So my hypothesis is that the Bolt was mainly a concerted attempt to sabotage the Model 3 with a combination of:
- Classic price dumping:
- GM sold the Bolt ~$10,000 below cost
- LG Chem gave GM a special battery modules deal of $140/kWh, well below production and market prices (they were super unhappy when this leaked - other OEMs were getting $200/kWh deals ...)
- Anti-Tesla PR directed at consumers and investors:
- The infamous Chevy Bolt drive-by event of Fremont that mocked Tesla's manufacturing delays
- Non-stop characterization of the Bolt by Wall Street and the complicit business media as a "Tesla killer"
- Non-stop misleading tear-downs and bogus margin calculations suggesting that the Model 3 is not competitive and cannot generate a profit.
- GM hoped to not just cut off Tesla's air supply (demand in the U.S. sedan market), but also pressuring Tesla into making mistakes and trying to squeeze Tesla's source of funding. Note how there never was a SUV version of the Bolt...
Once GM and LG saw that these tactics aren't working (or rather, that they stopped working - these measures certainly had a damaging effect and reduced demand as well), once they saw that the Model 3 is crushing the Bolt and now that Tesla has a $35k car out there that is superior to the Bolt in everything
including price, GM quietly started de-emphasizing it: it's cheaper for GM to buy the regulatory credits from Tesla directly than to burn the money on more Bolts produced...
I believe the Bolt was never anything else, and the dealership shenanigans to further sabotage even the Bolt were on top of it - because that's what dealerships do.
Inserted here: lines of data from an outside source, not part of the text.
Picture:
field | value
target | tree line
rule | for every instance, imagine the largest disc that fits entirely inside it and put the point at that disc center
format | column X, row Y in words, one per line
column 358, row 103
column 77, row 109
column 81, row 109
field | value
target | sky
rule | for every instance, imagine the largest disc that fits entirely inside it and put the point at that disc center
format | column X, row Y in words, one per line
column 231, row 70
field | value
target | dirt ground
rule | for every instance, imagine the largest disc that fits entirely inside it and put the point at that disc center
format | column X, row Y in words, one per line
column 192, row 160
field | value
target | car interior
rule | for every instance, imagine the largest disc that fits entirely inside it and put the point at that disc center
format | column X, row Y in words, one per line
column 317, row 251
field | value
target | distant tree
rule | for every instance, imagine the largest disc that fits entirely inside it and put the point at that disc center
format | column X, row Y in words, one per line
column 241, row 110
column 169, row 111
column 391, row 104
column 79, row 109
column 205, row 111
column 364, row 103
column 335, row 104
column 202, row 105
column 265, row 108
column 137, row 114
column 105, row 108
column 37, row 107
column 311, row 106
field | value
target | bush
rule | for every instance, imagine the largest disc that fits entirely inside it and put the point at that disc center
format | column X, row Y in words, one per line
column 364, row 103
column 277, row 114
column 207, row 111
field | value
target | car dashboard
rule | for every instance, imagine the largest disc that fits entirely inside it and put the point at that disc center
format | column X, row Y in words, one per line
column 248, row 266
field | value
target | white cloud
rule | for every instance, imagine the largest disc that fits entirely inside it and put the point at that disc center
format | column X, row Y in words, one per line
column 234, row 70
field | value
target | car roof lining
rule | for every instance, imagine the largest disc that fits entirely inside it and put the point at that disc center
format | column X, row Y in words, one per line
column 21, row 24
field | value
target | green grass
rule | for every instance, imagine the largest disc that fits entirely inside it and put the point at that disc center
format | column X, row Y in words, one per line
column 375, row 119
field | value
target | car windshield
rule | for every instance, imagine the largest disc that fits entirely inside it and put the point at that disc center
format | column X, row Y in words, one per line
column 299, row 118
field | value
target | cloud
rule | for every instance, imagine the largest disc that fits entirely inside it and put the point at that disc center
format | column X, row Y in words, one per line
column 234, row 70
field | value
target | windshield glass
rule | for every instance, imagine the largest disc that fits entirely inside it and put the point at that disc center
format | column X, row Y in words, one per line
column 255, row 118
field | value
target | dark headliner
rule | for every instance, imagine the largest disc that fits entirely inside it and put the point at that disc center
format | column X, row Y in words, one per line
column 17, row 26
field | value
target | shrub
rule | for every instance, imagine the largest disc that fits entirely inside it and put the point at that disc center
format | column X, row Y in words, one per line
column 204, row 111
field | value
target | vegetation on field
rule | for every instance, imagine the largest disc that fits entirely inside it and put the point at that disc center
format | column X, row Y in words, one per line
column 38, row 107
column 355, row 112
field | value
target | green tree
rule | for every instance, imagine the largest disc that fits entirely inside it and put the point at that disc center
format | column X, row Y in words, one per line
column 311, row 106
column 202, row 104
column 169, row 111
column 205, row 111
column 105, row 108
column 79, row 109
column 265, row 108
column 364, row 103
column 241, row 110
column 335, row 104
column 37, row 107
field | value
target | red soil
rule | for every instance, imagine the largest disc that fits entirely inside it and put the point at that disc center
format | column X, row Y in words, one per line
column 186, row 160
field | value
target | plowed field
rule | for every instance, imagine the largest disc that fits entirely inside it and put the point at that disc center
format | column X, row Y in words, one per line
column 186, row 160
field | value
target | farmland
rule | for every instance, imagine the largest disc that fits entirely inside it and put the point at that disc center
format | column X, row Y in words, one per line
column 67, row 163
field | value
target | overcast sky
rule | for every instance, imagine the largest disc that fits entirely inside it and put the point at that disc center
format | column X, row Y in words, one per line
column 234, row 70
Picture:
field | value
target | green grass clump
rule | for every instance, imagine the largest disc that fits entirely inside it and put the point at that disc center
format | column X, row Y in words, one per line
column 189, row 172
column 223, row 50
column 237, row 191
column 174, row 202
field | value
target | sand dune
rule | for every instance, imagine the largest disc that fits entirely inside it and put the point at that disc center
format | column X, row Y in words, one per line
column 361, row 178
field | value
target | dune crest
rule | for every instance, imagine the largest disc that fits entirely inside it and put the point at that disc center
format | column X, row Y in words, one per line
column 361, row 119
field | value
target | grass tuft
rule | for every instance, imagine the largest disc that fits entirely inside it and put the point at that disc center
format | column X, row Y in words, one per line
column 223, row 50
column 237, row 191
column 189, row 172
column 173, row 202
Both GM and LG knew that the economic basis for the Bolt is not there, that it's an expensive lie, that it was purely a force-financed move to choke Tesla in their home market. GM's primary response, modus operandi and 100 years old corporate history in North America against major competitive threats is to attack the economic basis of the competition with any method available, not to out-innovate them. GM will innovate only if every other measure fails, because R&D is the most expensive and riskiest of methods to compete.
If they truly want to compete with Tesla they'll have to do it the hard way, grounds up - not via a repurposed production line of ~$20k ICE vehicles.